Fixing broken fairings with Plastex
As noted here, I’ve been doing a little work on a 1990 Kawasaki 250. The first project involved fixing the cracked fairings. Now I am not going for perfection here; this fix is simply to get them functional again; not to restore the bike to the original condition. That would (at the least) require some body work and repainting. I am just going to fix the fairings using a product that allows a solid repair with little work or cost that will leave the bike looking decent. I’ve used Plastex in the past on a personal project and found it worked very very well and so I thought I would demonstrate it’s use for this project. Plastex is a product of Canada but is available from several US resellers. I picked some up from J&P Cycles for this project.
Here are the fairings prior to repair. The belly cowl was broken in half and the main fairing had cracks on both sides; one of them quite large.
Here are the tools I used and the Plastex kit.
Repairing the fairings with Plastex is not a difficult process. I wanted to simply reinforce and repair the cracks from the back side while retaining the original finish on the outside of the fairings.

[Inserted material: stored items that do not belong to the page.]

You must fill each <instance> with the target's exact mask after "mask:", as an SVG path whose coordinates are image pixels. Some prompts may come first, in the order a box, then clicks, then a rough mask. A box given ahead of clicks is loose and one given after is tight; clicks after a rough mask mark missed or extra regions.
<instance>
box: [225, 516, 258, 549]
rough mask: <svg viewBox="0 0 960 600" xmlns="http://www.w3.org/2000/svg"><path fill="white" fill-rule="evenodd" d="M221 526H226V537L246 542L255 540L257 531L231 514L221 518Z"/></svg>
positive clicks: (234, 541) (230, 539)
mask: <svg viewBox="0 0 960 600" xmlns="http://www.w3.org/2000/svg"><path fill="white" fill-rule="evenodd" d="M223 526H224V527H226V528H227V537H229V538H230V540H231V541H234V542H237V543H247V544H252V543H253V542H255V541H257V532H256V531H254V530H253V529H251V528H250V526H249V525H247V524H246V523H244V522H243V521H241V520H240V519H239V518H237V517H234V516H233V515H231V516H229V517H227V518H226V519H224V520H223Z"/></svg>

To do this you simply need to:
- Grind down the inside of the cracks with an air grinder or Dremel or similar tool.
- Tape the broken pieces and/or the outer surface of the crack with packing tape
- Pour Plastex powder into the groove you created and then add the liquid
- Wait for it to dry and remove the tape.

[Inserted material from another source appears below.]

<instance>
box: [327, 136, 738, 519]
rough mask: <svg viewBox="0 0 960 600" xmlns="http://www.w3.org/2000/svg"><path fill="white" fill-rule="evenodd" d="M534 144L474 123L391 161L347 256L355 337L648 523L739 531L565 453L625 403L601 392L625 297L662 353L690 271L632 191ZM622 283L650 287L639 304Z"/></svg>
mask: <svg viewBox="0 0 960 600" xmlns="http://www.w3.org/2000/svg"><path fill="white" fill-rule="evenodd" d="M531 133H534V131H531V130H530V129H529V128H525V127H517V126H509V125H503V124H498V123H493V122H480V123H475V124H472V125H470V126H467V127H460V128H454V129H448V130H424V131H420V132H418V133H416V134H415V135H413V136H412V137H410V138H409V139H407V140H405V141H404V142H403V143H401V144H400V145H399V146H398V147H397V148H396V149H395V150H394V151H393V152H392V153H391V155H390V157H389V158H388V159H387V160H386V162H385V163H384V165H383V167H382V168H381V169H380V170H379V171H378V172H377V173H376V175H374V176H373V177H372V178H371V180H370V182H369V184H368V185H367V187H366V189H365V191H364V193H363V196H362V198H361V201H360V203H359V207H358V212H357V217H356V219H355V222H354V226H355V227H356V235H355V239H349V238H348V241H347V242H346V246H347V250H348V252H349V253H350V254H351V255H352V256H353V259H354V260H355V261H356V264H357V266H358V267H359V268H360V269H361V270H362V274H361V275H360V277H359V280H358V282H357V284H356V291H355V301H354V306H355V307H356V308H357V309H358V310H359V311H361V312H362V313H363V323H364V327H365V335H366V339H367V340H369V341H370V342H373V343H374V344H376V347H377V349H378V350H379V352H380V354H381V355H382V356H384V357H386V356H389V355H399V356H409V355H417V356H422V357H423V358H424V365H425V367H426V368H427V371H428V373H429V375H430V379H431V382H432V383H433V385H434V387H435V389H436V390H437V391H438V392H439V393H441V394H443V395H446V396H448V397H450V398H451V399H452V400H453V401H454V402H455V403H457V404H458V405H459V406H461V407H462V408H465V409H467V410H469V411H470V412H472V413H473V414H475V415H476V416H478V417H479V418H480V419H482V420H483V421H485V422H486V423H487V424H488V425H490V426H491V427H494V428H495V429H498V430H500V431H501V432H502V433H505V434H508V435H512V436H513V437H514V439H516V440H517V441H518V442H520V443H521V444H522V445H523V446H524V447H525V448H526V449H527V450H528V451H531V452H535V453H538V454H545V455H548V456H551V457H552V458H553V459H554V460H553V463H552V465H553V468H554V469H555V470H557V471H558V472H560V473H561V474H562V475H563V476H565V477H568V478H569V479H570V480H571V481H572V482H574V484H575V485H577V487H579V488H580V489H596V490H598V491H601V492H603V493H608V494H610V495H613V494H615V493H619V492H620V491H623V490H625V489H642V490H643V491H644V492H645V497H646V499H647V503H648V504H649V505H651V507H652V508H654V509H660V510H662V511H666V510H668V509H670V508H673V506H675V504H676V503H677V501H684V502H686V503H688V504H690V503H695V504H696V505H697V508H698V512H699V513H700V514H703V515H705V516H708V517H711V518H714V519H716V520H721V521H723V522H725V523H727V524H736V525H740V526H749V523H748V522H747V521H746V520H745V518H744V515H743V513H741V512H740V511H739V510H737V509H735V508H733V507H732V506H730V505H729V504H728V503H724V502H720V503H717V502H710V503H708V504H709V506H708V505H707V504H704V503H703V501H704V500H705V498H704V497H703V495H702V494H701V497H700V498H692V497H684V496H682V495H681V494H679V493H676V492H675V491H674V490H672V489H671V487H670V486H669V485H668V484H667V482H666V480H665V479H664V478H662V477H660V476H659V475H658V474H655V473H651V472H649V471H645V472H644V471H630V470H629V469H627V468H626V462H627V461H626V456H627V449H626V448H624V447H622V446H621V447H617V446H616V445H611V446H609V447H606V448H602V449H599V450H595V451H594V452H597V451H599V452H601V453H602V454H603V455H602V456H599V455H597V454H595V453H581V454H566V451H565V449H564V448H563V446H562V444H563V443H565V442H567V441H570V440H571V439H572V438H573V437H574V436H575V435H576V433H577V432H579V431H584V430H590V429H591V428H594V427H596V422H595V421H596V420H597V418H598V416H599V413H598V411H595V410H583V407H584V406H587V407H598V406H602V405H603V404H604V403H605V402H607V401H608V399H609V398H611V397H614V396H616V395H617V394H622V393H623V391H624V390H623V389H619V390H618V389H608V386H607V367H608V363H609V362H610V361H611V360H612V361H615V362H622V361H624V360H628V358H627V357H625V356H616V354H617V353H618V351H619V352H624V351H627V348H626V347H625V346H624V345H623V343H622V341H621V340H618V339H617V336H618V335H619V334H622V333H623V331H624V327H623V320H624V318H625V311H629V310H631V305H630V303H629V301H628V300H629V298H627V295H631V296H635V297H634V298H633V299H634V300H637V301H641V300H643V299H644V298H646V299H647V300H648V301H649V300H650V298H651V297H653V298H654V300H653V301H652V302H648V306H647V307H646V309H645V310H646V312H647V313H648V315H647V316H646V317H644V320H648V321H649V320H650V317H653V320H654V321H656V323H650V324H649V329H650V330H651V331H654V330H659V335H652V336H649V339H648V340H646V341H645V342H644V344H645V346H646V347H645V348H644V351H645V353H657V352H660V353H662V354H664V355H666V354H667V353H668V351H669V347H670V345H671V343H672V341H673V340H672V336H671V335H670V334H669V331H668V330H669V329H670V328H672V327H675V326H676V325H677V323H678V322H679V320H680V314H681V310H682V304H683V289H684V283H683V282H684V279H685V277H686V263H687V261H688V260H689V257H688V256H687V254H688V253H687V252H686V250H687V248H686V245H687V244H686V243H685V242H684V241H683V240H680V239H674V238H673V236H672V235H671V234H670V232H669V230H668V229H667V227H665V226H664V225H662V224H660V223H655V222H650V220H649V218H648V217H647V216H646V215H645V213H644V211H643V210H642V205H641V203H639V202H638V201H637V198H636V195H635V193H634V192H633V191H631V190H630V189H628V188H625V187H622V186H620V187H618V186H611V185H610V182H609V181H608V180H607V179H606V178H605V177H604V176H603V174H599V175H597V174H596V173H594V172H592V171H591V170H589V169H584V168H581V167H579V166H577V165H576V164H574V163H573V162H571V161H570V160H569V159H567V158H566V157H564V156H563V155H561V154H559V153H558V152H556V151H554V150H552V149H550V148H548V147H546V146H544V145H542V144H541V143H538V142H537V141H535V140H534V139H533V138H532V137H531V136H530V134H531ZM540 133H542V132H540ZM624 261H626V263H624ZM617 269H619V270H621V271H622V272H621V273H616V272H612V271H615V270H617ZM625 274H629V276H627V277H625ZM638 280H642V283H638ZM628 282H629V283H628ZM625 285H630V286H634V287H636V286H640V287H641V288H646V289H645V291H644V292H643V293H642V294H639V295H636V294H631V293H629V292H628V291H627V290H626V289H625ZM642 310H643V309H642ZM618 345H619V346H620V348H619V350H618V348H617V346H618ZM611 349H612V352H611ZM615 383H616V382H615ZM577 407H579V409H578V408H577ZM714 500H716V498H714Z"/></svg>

Here are some images of how I ground down the cracked fairing. I wanted to remove as much material from the back side of the break as I could without grinding through on the finished side. The closer you can get to the finished side the stronger the repair will be; provided you fill it in properly with Plastex. For projects where the outside will be refinished I would grind that side as well.
I also ground a groove into any cracks that weren’t already broken apart so they could be repaired as well.

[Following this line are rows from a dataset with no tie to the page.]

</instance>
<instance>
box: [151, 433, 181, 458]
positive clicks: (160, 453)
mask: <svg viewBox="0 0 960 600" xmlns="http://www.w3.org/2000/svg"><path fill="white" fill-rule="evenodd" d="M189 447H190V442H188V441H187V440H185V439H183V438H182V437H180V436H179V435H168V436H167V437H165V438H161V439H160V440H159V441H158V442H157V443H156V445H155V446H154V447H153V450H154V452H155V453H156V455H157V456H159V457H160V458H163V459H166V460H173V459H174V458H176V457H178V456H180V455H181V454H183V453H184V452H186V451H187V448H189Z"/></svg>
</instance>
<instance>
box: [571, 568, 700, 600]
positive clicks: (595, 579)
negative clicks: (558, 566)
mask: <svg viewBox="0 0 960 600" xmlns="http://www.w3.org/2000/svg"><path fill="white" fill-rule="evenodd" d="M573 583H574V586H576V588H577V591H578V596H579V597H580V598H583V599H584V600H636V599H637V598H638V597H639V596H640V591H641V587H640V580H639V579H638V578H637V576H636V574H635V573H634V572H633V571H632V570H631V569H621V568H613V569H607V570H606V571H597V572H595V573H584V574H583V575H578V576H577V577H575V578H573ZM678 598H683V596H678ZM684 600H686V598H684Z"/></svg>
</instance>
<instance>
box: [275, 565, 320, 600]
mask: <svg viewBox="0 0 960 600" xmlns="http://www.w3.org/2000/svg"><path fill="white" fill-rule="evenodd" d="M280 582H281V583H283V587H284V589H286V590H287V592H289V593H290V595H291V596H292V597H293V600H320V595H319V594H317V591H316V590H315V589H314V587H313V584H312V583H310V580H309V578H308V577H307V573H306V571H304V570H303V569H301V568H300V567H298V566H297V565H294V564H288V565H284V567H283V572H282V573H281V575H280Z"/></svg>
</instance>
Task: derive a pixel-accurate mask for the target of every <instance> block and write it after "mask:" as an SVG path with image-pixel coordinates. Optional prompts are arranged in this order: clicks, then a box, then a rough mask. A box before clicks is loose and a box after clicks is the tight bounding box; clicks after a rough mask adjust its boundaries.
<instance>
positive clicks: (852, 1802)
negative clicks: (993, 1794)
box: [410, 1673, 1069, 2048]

Next I simply taped the broken pieces back together. The tape keeps the pieces inline (so make sure things are lined up properly) and it keeps the liquid from the two part Plastex fix from seeping through and hurting the paint. The liquid in the Plastex kit does seem to act as a mild stripper if it sits directly on paint for a long time. Note that you may wish to reinforce some pieces that need to hold a certain shape as I did with the popsicle stick.
I didn’t have anyone around to take pictures of this step so I don’t have an image for this step but it’s really quite simple. The Plastex kit consists of a bottle of powder and a bottle of liquid. Lay the piece to be repaired down so the crack faces straight up. Carefully dab a little powder into the crack left from step one. Then use the applicator bottle to put drops of the liquid on to the powder. The drips will level out the powder a bit. You can add as much fluid as needed; there really isn’t a ratio. Leave the part flat for around 20 minutes until it hardens and you can move on to another crack. Plastex doesn’t fully harden in 20 minutes but small fixes with thin applications such as this one are pretty solid after 20 minutes. Thicker applications need to dry longer and all applications should be left to dry for at least a couple hours before use.
Once Plastex has been applied to all of the pieces and has dried thoroughly you can remove the tape. Plastex can be sanded and painted. For my purposes I was finished; since the repairs were inside the fairing where they weren’t readily visible I didn’t plan to finish them in any way. These repairs are quite solid and leave the bike in much better shape that when it arrived.
I’ve used Plastex for another motorcycle project as well as plastic repairs around the house and have found it very useful and quite strong! This was a very basic repair but in the past I have made replacement tabs and rebuilt missing pieces on motorcycle fairings with great results. I hope you found this helpful and feel free to comment if you have any feedback!